Si la France avait connu sa pire récolte depuis 40 ans en 2024, avec seulement 26,3 millions de tonnes produites (baisse de 24 % par rapport à la moyenne 2019-2023), la saison 2025 marque un retour à la normale. Les dernières estimations tablent sur une récolte de 33,4 millions de tonnes cette année. Mais cet heureux rebond aura du mal à cacher les difficultés du secteur à l’export.

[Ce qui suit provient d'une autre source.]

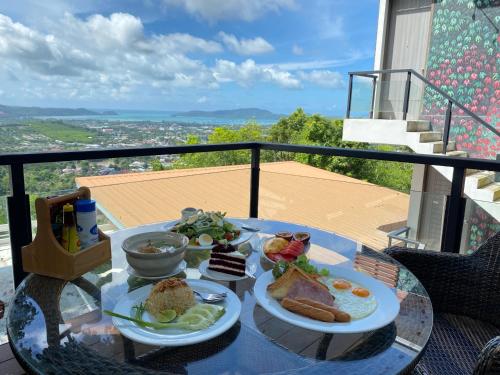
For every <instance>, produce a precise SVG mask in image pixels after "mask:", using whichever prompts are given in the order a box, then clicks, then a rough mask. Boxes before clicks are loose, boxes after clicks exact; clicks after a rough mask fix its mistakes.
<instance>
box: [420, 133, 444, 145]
mask: <svg viewBox="0 0 500 375" xmlns="http://www.w3.org/2000/svg"><path fill="white" fill-rule="evenodd" d="M419 135H420V137H419V142H422V143H426V142H434V141H442V140H443V136H442V134H441V132H431V131H425V132H419Z"/></svg>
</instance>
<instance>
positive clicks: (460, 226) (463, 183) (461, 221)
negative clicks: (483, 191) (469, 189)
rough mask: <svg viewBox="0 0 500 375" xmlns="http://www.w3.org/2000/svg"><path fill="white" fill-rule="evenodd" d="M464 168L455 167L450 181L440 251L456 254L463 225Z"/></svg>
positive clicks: (453, 169)
mask: <svg viewBox="0 0 500 375" xmlns="http://www.w3.org/2000/svg"><path fill="white" fill-rule="evenodd" d="M464 181H465V168H462V167H455V168H454V169H453V178H452V180H451V192H450V195H449V196H448V197H447V199H446V210H445V215H444V224H443V233H442V238H441V251H445V252H450V253H458V252H459V251H460V242H461V238H462V227H463V224H464V214H465V203H466V200H465V198H463V197H462V192H463V188H464Z"/></svg>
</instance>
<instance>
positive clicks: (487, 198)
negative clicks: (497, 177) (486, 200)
mask: <svg viewBox="0 0 500 375" xmlns="http://www.w3.org/2000/svg"><path fill="white" fill-rule="evenodd" d="M480 191H484V193H485V200H487V201H488V202H493V201H496V200H497V199H500V182H492V183H490V184H488V185H486V186H483V187H482V188H481V189H480Z"/></svg>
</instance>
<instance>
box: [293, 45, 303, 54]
mask: <svg viewBox="0 0 500 375" xmlns="http://www.w3.org/2000/svg"><path fill="white" fill-rule="evenodd" d="M292 53H293V54H294V55H302V54H304V49H303V48H302V47H301V46H299V45H297V44H294V45H293V47H292Z"/></svg>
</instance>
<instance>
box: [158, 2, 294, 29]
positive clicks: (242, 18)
mask: <svg viewBox="0 0 500 375" xmlns="http://www.w3.org/2000/svg"><path fill="white" fill-rule="evenodd" d="M164 3H165V4H166V5H167V6H177V7H181V8H183V9H184V10H185V11H186V12H188V13H189V14H192V15H194V16H196V17H200V18H202V19H205V20H207V21H209V22H212V23H214V22H217V21H220V20H243V21H254V20H256V19H257V18H259V17H261V16H263V15H264V14H266V13H269V12H274V13H278V12H279V11H280V10H282V9H295V8H296V7H297V4H296V1H295V0H164Z"/></svg>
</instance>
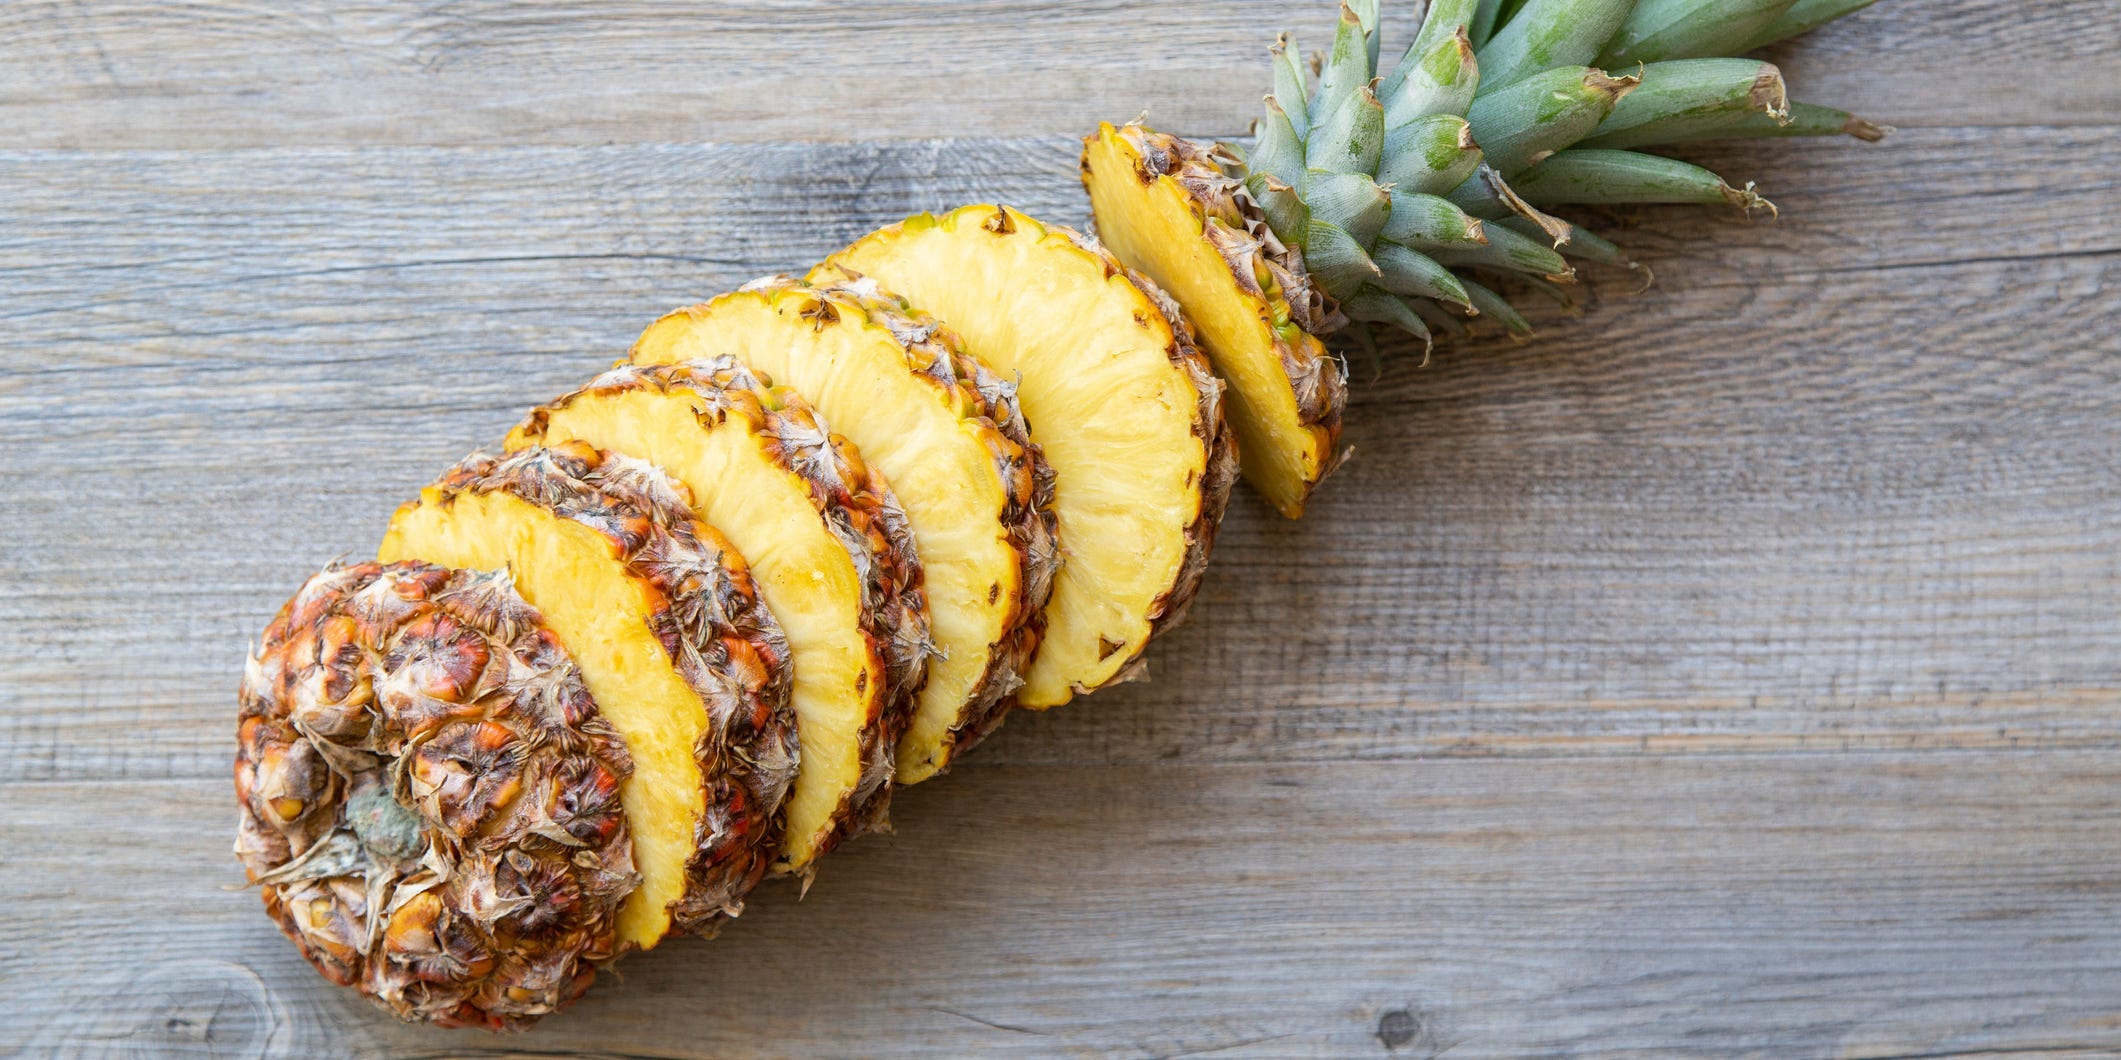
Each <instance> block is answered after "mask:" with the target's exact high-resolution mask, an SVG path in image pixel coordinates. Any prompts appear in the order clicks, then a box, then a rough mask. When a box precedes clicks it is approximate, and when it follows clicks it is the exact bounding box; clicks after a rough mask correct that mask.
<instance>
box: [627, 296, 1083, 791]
mask: <svg viewBox="0 0 2121 1060" xmlns="http://www.w3.org/2000/svg"><path fill="white" fill-rule="evenodd" d="M717 356H736V358H738V360H742V363H744V365H749V367H751V369H753V371H757V373H761V375H768V377H772V379H774V382H776V384H781V386H787V388H791V390H795V392H800V394H802V396H804V401H808V403H810V405H812V407H814V409H817V411H819V416H823V418H825V422H827V424H829V426H831V430H834V432H838V435H844V437H846V439H851V441H853V443H855V445H857V447H859V452H861V458H863V460H865V462H867V464H870V466H872V469H880V471H882V475H884V477H887V479H889V481H891V488H893V492H895V494H897V498H899V502H901V505H904V509H906V517H908V522H910V524H912V530H914V547H916V551H918V553H921V566H923V577H925V583H927V604H929V621H931V636H933V640H935V651H937V655H935V657H933V659H931V661H929V676H927V687H925V689H921V697H918V702H916V704H914V712H912V723H910V725H908V729H906V736H904V738H901V740H899V748H897V782H899V784H912V782H918V780H925V778H929V776H935V774H937V772H940V770H944V767H946V765H948V763H950V761H952V757H954V755H959V753H961V750H965V748H967V746H971V744H974V742H978V740H980V738H982V736H984V734H986V731H991V729H993V727H995V725H999V721H1001V717H1003V708H1005V706H1007V704H1010V695H1012V693H1014V691H1016V687H1018V685H1020V676H1018V674H1020V672H1022V668H1024V664H1027V661H1029V657H1031V651H1033V649H1035V647H1037V642H1039V634H1041V630H1044V606H1046V598H1048V594H1050V589H1052V575H1054V566H1056V562H1058V555H1056V551H1054V534H1052V511H1050V507H1052V471H1050V469H1048V466H1046V460H1044V456H1041V454H1039V449H1037V445H1033V443H1031V437H1029V432H1027V428H1024V422H1022V416H1020V411H1018V407H1016V392H1014V386H1012V384H1010V382H1005V379H1001V377H999V375H995V373H993V371H988V369H986V367H982V365H978V363H976V360H971V358H969V356H965V352H963V348H961V346H959V339H957V335H952V333H950V331H948V329H944V326H940V324H937V322H935V320H931V318H927V316H925V314H921V312H916V310H912V307H908V305H904V303H901V301H899V299H895V297H893V295H889V293H882V290H878V288H876V286H874V284H851V286H825V288H810V286H804V284H797V282H793V280H787V278H770V280H761V282H757V284H749V286H747V288H742V290H736V293H730V295H723V297H719V299H715V301H711V303H704V305H689V307H683V310H677V312H672V314H666V316H664V318H662V320H655V322H653V324H649V329H647V331H645V333H643V335H641V339H638V341H636V343H634V350H632V358H634V363H636V365H662V363H683V360H694V358H717Z"/></svg>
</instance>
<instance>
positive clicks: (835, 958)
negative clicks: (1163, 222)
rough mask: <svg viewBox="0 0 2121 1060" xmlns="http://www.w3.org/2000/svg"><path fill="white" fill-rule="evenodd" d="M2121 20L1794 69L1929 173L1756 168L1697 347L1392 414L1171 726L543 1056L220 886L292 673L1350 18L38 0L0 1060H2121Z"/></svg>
mask: <svg viewBox="0 0 2121 1060" xmlns="http://www.w3.org/2000/svg"><path fill="white" fill-rule="evenodd" d="M2102 15H2104V13H2102V11H2098V4H2087V2H2070V0H2049V2H2034V4H2011V2H2004V0H1926V2H1922V4H1913V2H1894V0H1888V2H1886V4H1879V6H1877V8H1871V11H1866V13H1862V15H1858V17H1854V19H1850V21H1845V23H1839V25H1833V28H1828V30H1824V32H1820V34H1811V36H1809V38H1805V40H1803V42H1801V45H1792V47H1777V49H1773V53H1771V55H1773V59H1775V61H1780V64H1782V66H1784V68H1786V72H1788V74H1790V81H1792V87H1794V89H1796V95H1799V98H1809V100H1822V102H1841V104H1845V106H1854V108H1856V110H1862V112H1869V114H1871V117H1877V119H1881V121H1890V123H1894V125H1900V131H1898V134H1896V136H1894V138H1890V140H1888V142H1886V144H1875V146H1869V144H1854V142H1801V144H1796V142H1792V144H1760V146H1739V148H1703V151H1699V153H1695V155H1693V157H1697V159H1699V161H1703V163H1710V165H1714V167H1716V170H1718V172H1724V174H1726V176H1731V178H1735V180H1758V182H1760V187H1763V191H1765V193H1767V195H1769V197H1773V199H1775V201H1777V204H1780V206H1782V208H1784V218H1782V220H1780V223H1756V225H1741V223H1733V220H1731V218H1726V216H1716V214H1710V212H1697V210H1635V212H1623V214H1610V216H1601V218H1597V223H1599V227H1601V231H1608V233H1612V235H1618V237H1620V240H1623V242H1625V244H1629V246H1631V248H1633V250H1635V252H1637V257H1640V259H1644V261H1648V263H1650V265H1652V267H1654V269H1657V273H1659V284H1657V286H1654V288H1652V290H1648V293H1644V295H1633V293H1631V282H1629V278H1627V276H1625V273H1612V271H1593V273H1591V280H1593V288H1591V290H1593V305H1591V307H1589V312H1584V314H1580V316H1570V314H1563V312H1561V310H1557V307H1533V312H1531V316H1533V320H1536V324H1540V329H1542V337H1540V339H1538V341H1533V343H1527V346H1514V343H1508V341H1502V339H1476V341H1468V343H1455V346H1447V348H1440V350H1438V352H1436V356H1434V360H1432V363H1430V365H1427V367H1417V363H1419V358H1417V356H1410V354H1408V352H1406V350H1400V352H1396V354H1393V356H1389V358H1387V360H1385V363H1383V365H1374V367H1372V365H1355V377H1357V390H1355V405H1353V407H1351V411H1349V426H1347V437H1349V441H1351V443H1353V445H1355V449H1357V452H1355V460H1353V462H1351V464H1349V466H1347V469H1345V471H1343V473H1340V475H1338V477H1336V479H1332V481H1330V483H1328V485H1326V490H1324V492H1321V496H1319V500H1317V505H1315V507H1313V515H1311V517H1307V519H1304V522H1302V524H1287V522H1283V519H1279V517H1275V515H1273V513H1270V511H1268V509H1266V507H1264V505H1262V502H1258V500H1256V498H1251V496H1249V494H1241V496H1239V500H1237V502H1234V505H1232V513H1230V517H1228V522H1226V526H1224V532H1222V538H1220V549H1217V555H1215V564H1213V568H1211V572H1209V579H1207V585H1205V589H1203V594H1200V602H1198V606H1196V611H1194V621H1192V625H1188V628H1184V630H1179V632H1177V634H1173V636H1171V638H1167V640H1162V642H1158V644H1156V647H1152V653H1150V674H1152V676H1150V681H1147V683H1137V685H1126V687H1120V689H1114V691H1109V693H1099V695H1097V697H1090V700H1086V702H1082V704H1077V706H1071V708H1063V710H1056V712H1050V714H1037V717H1016V719H1014V721H1012V723H1010V725H1007V727H1005V729H1003V731H1001V734H999V736H997V738H995V740H993V742H991V744H986V746H984V748H982V750H980V753H978V755H974V757H969V759H967V761H965V763H963V767H961V770H957V772H954V774H952V776H948V778H944V780H937V782H933V784H923V787H918V789H914V791H910V793H906V795H904V797H901V799H899V803H897V806H895V820H897V825H899V833H897V835H895V837H872V840H863V842H857V844H851V846H848V848H846V850H842V852H838V854H836V856H834V859H831V861H829V865H825V871H823V880H821V882H819V886H817V888H814V890H812V893H810V897H808V899H806V901H802V903H800V905H797V903H795V897H793V893H789V890H785V888H772V890H768V893H764V895H761V897H759V899H757V901H755V907H753V909H751V914H749V916H744V918H742V920H740V922H738V924H734V926H732V929H730V931H728V935H725V937H723V939H719V941H715V943H691V941H683V943H672V946H668V948H664V950H660V952H655V954H649V956H643V958H636V960H630V962H628V965H626V967H624V971H621V975H624V982H611V984H604V986H602V988H600V990H598V992H596V994H594V996H592V999H588V1001H585V1003H583V1005H581V1007H577V1009H575V1011H571V1013H566V1015H560V1018H556V1020H549V1022H547V1024H543V1026H539V1028H537V1030H534V1032H532V1035H528V1037H522V1039H488V1037H481V1035H464V1032H435V1030H422V1028H405V1026H397V1024H392V1022H388V1018H384V1015H380V1013H375V1011H371V1009H369V1007H365V1005H363V1003H361V1001H358V999H354V996H350V994H348V992H344V990H337V988H331V986H327V984H325V982H322V979H318V977H316V975H314V973H312V971H308V969H305V967H303V965H301V960H299V958H297V956H295V952H293V948H288V946H286V941H284V939H280V937H278V933H276V931H274V929H271V924H269V922H267V920H265V918H263V916H259V912H257V907H255V897H252V895H244V893H231V890H225V886H227V884H233V882H238V869H235V861H233V859H231V856H229V852H227V844H229V840H231V827H229V825H231V820H233V812H231V806H229V793H227V767H229V753H231V742H229V738H231V725H233V719H231V714H233V706H231V691H233V685H235V678H238V672H240V659H242V653H244V644H246V640H248V638H252V636H257V630H261V628H263V623H265V619H267V617H269V613H271V611H274V608H276V606H278V604H280V600H282V598H284V596H286V594H288V591H291V589H293V587H295V585H297V583H299V581H301V577H303V575H308V572H310V570H314V568H316V566H318V564H322V562H325V560H329V558H333V555H339V553H354V555H361V553H367V551H369V549H371V547H373V543H375V536H378V534H380V530H382V522H384V517H386V513H388V511H390V507H392V505H397V502H399V500H403V498H405V496H409V492H411V490H416V488H418V483H420V481H424V479H426V477H428V475H433V473H435V471H437V469H441V466H443V464H448V462H450V460H454V458H456V456H460V454H462V452H464V449H469V447H473V445H479V443H492V441H494V439H496V437H498V435H501V432H503V430H505V428H507V426H509V424H511V422H513V420H515V416H520V411H522V409H526V407H528V405H532V403H537V401H543V399H547V396H551V394H556V392H560V390H564V388H568V386H575V384H579V382H581V379H583V377H585V375H588V373H592V371H596V369H598V367H600V365H602V363H604V360H609V358H611V356H615V354H617V352H619V350H621V348H624V346H626V341H630V337H632V335H634V333H636V331H638V329H641V326H643V324H645V322H647V320H649V318H651V316H653V314H655V312H660V310H664V307H668V305H677V303H683V301H691V299H698V297H704V295H711V293H715V290H721V288H725V286H732V284H736V282H742V280H749V278H753V276H757V273H764V271H776V269H797V267H804V265H808V263H810V261H814V259H819V257H821V254H825V252H829V250H836V248H838V246H842V244H844V242H848V240H853V237H855V235H859V233H863V231H867V229H870V227H874V225H880V223H889V220H895V218H899V216H904V214H908V212H916V210H927V208H944V206H957V204H961V201H974V199H1005V201H1012V204H1016V206H1020V208H1024V210H1029V212H1033V214H1039V216H1046V218H1054V220H1069V223H1080V220H1082V212H1084V199H1082V193H1080V189H1077V184H1075V176H1073V142H1071V136H1075V134H1080V131H1084V127H1086V125H1088V123H1092V121H1097V119H1111V117H1130V114H1135V112H1137V110H1139V108H1143V106H1152V108H1154V117H1156V121H1160V123H1164V125H1167V127H1177V129H1188V131H1198V134H1234V131H1239V129H1243V123H1245V121H1247V119H1249V114H1251V110H1254V106H1256V98H1258V91H1260V76H1258V66H1260V61H1258V59H1260V47H1262V45H1264V40H1266V38H1268V36H1270V30H1273V28H1283V25H1294V28H1296V30H1300V32H1302V34H1307V36H1304V40H1307V47H1317V45H1321V42H1324V40H1326V36H1324V28H1326V25H1328V23H1330V19H1332V11H1330V2H1328V4H1319V2H1315V0H1302V2H1294V0H1290V2H1281V0H1275V2H1237V0H1205V2H1198V4H1145V2H1118V0H1111V2H1105V0H1099V2H1094V4H1063V6H1054V4H1016V2H997V0H980V2H971V0H965V2H946V0H918V2H895V4H848V2H783V0H774V2H766V0H747V2H736V4H715V6H706V4H664V2H619V4H520V2H501V0H473V2H448V4H375V2H352V4H329V6H327V4H314V2H288V4H269V6H257V4H248V6H244V4H227V2H221V0H197V2H185V4H172V2H168V0H140V2H127V4H117V2H106V0H87V2H64V4H62V2H40V0H38V2H17V4H0V481H4V483H6V488H4V494H0V761H4V763H6V770H0V797H4V801H6V810H0V996H6V1003H4V1005H0V1054H17V1052H19V1054H23V1056H136V1054H148V1056H339V1054H354V1056H380V1054H390V1056H414V1058H418V1056H568V1054H577V1052H579V1054H600V1056H935V1054H942V1056H986V1054H1031V1056H1054V1054H1065V1056H1198V1054H1213V1056H1387V1054H1389V1056H1440V1054H1449V1056H1576V1054H1582V1056H1852V1058H1854V1056H1864V1058H1890V1056H1903V1058H1913V1056H2015V1054H2036V1056H2113V1054H2117V1052H2121V1009H2117V1005H2115V999H2117V996H2121V960H2117V956H2115V954H2117V952H2121V948H2117V941H2121V939H2117V926H2115V924H2121V901H2117V880H2121V865H2117V850H2121V846H2117V840H2121V835H2117V833H2115V829H2117V823H2115V820H2117V808H2121V806H2117V803H2121V787H2117V780H2121V420H2117V418H2115V407H2117V405H2121V331H2117V329H2115V320H2121V276H2117V263H2121V212H2117V210H2115V204H2117V201H2121V178H2117V176H2115V174H2121V136H2117V131H2121V125H2115V117H2113V114H2117V112H2121V110H2117V106H2121V95H2117V93H2121V66H2117V64H2121V36H2117V34H2121V23H2117V21H2115V19H2108V17H2102ZM937 42H940V45H937ZM2028 66H2032V68H2036V70H2034V72H2028ZM931 136H942V138H948V140H923V138H931ZM683 140H721V144H694V142H683ZM791 140H817V142H791Z"/></svg>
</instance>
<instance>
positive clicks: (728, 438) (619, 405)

Les volumes d’exportation vers les pays tiers ont drastiquement chuté ces dernières années, passant de 10 à 12 millions de tonnes à seulement 3,5 millions de tonnes en 2024-2025. Une baisse de plus de 60 %. Pour la campagne 2025-2026, les prévisions restent modestes avec moins de 8 millions de tonnes attendues, bien loin du tonnage nécessaire pour équilibrer la balance commerciale agricole. Un problème d’envergure pour la France, qui reste le premier producteur européen de blé tendre et historiquement le troisième exportateur mondial.
Algérie, Chine, des débouchés disparus
L’Algérie, historiquement premier client du blé français (30 à 50 % des exportations), a pratiquement fermé ses portes depuis 2023 pour des raisons diplomatiques. Alger opère depuis cinq ans une diversification très rapide de ses importations de blé, préférant désormais les productions russes aux productions françaises. Et pour cause. Moscou a consolidé sa position de premier exportateur mondial avec des prix très compétitifs, malgré les sanctions occidentales, le tout adossé à une volonté de « désoccidentaliser » des marchés très sensibles comme celui des céréales.
Autre débouché en voie de disparition : la Chine. Chacun sait que la souveraineté alimentaire est l’une des obsessions des autorités chinoises. En captant plus de 10 % des exportations françaises ces dernières années, Pékin était devenu un débouché central. Mais là aussi, l’effort de diversification couplé aux bonnes récoltes nationales lui permettent de réduire drastiquement les importations françaises. Pour 2025-2026, seules 500 000 tonnes sont prévues, contre plusieurs millions les années précédentes.
Si de nouveaux contrats ont été signés avec d’importants importateurs de blé comme l’Égypte, ils sont aussi en net recul sur les dernières années. Pour plusieurs raisons. Le Caire s’approvisionne désormais principalement en blé russe, moins cher et avec une teneur en protéines adaptée aux besoins que la France peine à satisfaire. Même problème en Afrique de l’Ouest où les teneurs en protéines requises (autour de 12 %) ne collent pas à la récolte française, estimée plutôt autour de 11 % en 2025.
Les infrastructures et les voies commerciales en ligne de mire
La bonne récolte de cette année peut a priori rassurer les producteurs, mais en trompe-l’œil. Car en plus de l’aspect qualitatif de la récolte (teneur en protéine notamment), la guerre des prix s’accélère. Depuis 2022, les coûts de l’énergie et des matières premières ont explosé, au point de ne plus permettre aux producteurs d’atteindre le seuil de rentabilité. Le coût de production moyen du blé tendre est estimé à 200 €/t pour 2025, alors que les prix de vente oscillent autour de 193 €/t. D’après les estimations des associations patronales du secteur, les coûts totaux ont augmenté de 43 % en moyenne, avec des augmentations encore plus élevées pour des produits comme l’engrais azoté qui sont passés de 300 €/ha à 600 €/ha en quelques années.
Un problème doublé d’un retard important sur les autres pays exportateurs en matière de logistique commerciale. En France, 84 % du blé est transporté par voie routière, ce qui rend le secteur très dépendant des prix du carburant, là où les concurrents développent des systèmes multimodaux en reliant par voie ferrée et fluviale les productions aux ports d’exportation.
Si la France possède une production conséquente et reconnue ainsi qu’une position géographique favorable aux exportations, elle va devoir faire face à des stocks inédits depuis plusieurs décennies ; tout en trouvant de nouveaux débouchés dans le monde.